«Non abbiate paura di guardare le ferite della nostra Chiesa, non per lamentarvene, ma per andare fino a Gesù Cristo», specialmente in un contesto come quello attuale «in cui la barca della Chiesa è investita da venti contrari e violenti, a causa specialmente delle gravi colpe commesse da alcuni dei suoi membri». Così Papa Francesco ai sacerdoti della diocesi francese di Creteil, ricevuti stamane in udienza in Sala Clementina, in occasione del loro pellegrinaggio a Roma promosso dal vescovo Michele Santier.

 

Nelle parole del Pontefice c’è anzitutto l’invito ad essere in mezzo al popolo di Dio «amministratori fedeli dei misteri di Cristo». In questo tempo di crisi è infatti «importante non dimenticare l’umile fedeltà quotidiana al ministero che il Signore permette di vivere alla grande maggioranza di coloro che ha donato alla sua Chiesa come sacerdoti», sottolinea Papa Francesco.

«Noi sappiamo che, rispondendo alla chiamata del Signore, non siamo stati consacrati mediante il dono dello Spirito per essere dei “supereroi”. Siamo stati inviati con la consapevolezza di essere uomini perdonati, per diventare pastori alla maniera di Gesù, ferito, morto e risorto». Il fine è dunque «progredire umilmente sulla via della santità», aiutando i fedeli ad essere «sempre più missionari, testimoni della gioia del Vangelo». 

«Prendendo il tempo per riflettere sulla revisione dell’organizzazione della vostra Diocesi, non abbiate paura di guardare le ferite della nostra Chiesa, non per lamentarvene, ma per andare fino a Gesù Cristo. Lui solo può guarirci permettendoci di ripartire da Lui e di trovare, con Lui e in Lui, i mezzi concreti per proporre la sua vita a tutti, in un contesto di povertà e di carenza», afferma il Pontefice. Perché «se qualcosa deve santamente inquietarci e preoccupare la nostra coscienza è che tanti nostri fratelli vivono senza la forza, la luce e la consolazione dell’amicizia con Gesù Cristo, senza una comunità di fede che li accolga, senza un orizzonte di senso e di vita». 

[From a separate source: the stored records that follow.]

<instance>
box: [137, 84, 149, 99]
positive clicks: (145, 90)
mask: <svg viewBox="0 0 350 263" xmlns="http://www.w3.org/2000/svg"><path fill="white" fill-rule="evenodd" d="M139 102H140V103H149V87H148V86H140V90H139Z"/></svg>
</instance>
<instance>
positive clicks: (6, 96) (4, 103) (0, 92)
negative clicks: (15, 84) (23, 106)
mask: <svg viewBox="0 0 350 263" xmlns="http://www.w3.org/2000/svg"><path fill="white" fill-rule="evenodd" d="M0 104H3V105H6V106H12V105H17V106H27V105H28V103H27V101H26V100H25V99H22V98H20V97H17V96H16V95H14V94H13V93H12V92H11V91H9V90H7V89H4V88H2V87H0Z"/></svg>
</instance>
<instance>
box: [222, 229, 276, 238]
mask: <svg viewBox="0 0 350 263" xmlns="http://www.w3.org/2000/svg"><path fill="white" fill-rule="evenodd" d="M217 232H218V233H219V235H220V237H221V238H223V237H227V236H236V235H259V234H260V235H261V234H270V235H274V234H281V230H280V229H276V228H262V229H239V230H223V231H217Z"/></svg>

In tal senso, il Papa sottolinea l’urgenza di «favorire e sviluppare la qualità della vita fraterna, tra di voi e in seno alle vostre comunità, affinché il valore e la bellezza del ministero e della vita consacrata siano riconosciute da tutti come il servizio di una vera comunione missionaria». «Attingendo alla sorgente della grazia della vostra chiamata e con la forza dello Spirito Santo - conclude - sarete testimoni di quella speranza che non delude, malgrado le difficoltà e la fatica di ogni giorno; manifesterete, attraverso la vostra vita quotidiana, e persino nell’esperienza delle vostre fragilità, che il dono della vita al servizio del Vangelo e dei fratelli è fonte di una gioia che nessuno ci può togliere».